|
Caring to Change’s
participants concluded that foundations will be
more effective in their own particular missions and more appreciated
as institutions when they also aim to advance the Common Good. The
call is for funders to explicitly ground their grantmaking in
fundamental values, and when they operate with a clear idea of the
roles they could – and do – play in the wider society
over the long term. Practically speaking, the focus on the Common
Good, on values and on the broader context of grantmaking needs to
involve greater attention to diversity, equal opportunity, and the
artificial barriers that often stop us from making valuable
connections. All of these points are addressed through C2C’s
suggested strategies; the Common Good itself is elaborated in an
essay an on this web site and in Foundations
for the Common Good.
But what is the Common
Good? Notions of the Common Good have been central to conceptions of
society since Plato and Aristotle, and have been described in fairly
consistent ways since then. There has been general agreement that
the search for “…the common good is disciplined
yearning, deliberation, judgment, and action in concrete realization
of the best, most choiceworthy way to live”

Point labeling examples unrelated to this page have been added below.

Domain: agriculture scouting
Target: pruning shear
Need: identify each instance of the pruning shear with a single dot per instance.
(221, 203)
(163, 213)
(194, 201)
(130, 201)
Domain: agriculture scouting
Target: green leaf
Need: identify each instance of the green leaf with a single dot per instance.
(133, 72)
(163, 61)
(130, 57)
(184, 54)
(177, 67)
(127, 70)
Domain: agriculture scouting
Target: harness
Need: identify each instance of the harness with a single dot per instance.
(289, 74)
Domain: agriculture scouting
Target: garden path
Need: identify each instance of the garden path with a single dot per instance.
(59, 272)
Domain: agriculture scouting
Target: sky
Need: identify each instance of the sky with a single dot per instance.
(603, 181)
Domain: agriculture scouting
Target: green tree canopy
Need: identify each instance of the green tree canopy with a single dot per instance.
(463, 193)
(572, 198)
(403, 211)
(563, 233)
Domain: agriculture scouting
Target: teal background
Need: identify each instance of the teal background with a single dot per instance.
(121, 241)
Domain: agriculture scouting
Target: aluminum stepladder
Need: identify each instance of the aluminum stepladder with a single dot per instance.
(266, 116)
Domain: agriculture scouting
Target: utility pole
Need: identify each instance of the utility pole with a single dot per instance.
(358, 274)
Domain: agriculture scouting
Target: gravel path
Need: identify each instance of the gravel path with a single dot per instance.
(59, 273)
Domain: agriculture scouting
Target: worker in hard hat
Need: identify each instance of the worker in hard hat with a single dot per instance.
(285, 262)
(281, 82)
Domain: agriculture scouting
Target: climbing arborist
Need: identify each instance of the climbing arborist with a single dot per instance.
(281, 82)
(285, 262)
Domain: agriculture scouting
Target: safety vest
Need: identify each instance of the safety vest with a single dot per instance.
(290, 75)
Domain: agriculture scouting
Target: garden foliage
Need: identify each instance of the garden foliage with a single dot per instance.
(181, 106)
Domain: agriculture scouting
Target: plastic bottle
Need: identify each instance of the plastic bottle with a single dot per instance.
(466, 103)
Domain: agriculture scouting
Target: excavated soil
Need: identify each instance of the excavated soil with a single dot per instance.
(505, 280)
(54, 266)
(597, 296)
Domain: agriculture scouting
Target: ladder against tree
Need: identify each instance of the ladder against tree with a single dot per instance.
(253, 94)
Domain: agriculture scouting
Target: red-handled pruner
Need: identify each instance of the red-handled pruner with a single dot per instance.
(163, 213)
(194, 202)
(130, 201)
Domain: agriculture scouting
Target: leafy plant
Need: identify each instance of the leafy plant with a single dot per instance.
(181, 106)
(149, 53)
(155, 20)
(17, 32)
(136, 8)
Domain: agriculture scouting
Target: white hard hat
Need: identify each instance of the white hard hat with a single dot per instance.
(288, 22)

and that “Its most basic meaning is that the community and its
institutions should serve the good of all its citizens and not just
the restricted good of a particular ruler or class.”
Put more simply, the
Common Good is advanced when society’s institutions, including
foundations, operate in the interests of the broadest possible swath
of people. While opinions and judgments may differ, and while we do
not always live up to our ideals, from the beginning the American
pursuit of the Common Good has been characterized as the effort to
“establish Justice, insure domestic Tranquility, provide for
the common defence, promote the general Welfare, and secure the
Blessings of Liberty to ourselves and our Posterity.”
In this conception, as a society we get closer to the Common Good
when we achieve freedom from
untoward interference in our lives, as secured by the Bill of Rights.

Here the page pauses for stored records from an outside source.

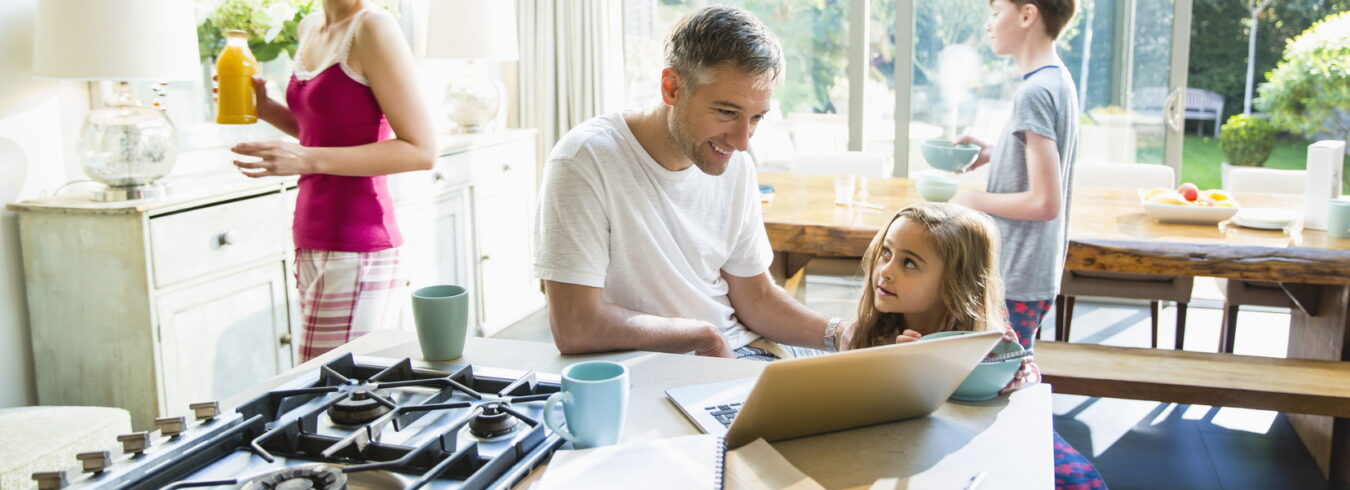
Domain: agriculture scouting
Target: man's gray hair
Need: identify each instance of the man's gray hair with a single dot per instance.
(717, 37)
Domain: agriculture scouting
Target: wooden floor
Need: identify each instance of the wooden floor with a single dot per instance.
(1141, 444)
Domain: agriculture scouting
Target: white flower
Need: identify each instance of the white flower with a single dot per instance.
(276, 18)
(204, 8)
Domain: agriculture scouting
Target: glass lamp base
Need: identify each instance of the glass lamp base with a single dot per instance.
(131, 192)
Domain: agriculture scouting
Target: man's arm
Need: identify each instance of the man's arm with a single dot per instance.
(1040, 201)
(583, 323)
(767, 309)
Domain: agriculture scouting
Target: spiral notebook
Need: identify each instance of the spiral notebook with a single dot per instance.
(686, 462)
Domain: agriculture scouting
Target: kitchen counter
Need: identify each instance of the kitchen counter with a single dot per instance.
(1009, 436)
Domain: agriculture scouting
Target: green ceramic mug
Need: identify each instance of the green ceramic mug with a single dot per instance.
(1338, 219)
(442, 317)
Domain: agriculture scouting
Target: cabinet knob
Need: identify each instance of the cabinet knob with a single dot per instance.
(135, 442)
(170, 427)
(95, 460)
(205, 411)
(226, 238)
(50, 479)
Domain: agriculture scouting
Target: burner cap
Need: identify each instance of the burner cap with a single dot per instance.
(358, 408)
(492, 421)
(316, 477)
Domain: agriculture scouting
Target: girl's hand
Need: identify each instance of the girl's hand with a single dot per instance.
(984, 150)
(1026, 375)
(907, 336)
(278, 158)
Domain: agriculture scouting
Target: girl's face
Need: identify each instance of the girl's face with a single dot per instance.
(1005, 27)
(907, 276)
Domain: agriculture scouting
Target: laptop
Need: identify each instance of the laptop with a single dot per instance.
(809, 396)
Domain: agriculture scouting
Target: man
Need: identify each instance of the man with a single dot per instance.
(650, 232)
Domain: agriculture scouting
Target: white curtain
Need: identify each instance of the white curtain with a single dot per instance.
(571, 64)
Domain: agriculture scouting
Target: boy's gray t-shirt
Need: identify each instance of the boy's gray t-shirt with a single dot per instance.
(1032, 255)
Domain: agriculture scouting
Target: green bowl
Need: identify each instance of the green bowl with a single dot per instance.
(987, 378)
(942, 155)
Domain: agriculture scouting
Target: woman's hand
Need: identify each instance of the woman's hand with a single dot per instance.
(984, 150)
(909, 335)
(1026, 375)
(278, 158)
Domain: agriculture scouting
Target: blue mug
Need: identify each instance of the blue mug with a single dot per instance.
(594, 402)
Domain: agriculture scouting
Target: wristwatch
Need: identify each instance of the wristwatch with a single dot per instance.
(829, 334)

We also advance towards the Common Good when we enjoy the freedom to
have equal opportunities for the pursuit of society’s rewards,
regardless of the circumstances of our birth, the wealth of our
families or our other demographic characteristics.
The Common Good is much
more than the aggregate of individual goods and accomplishments.
Rather, it reflects both the morality and the enlightened
self-interest that allows institutions across society to operate so
that all might enjoy a life of justly and humanely distributed
resources, rewards, responsibilities and obligations.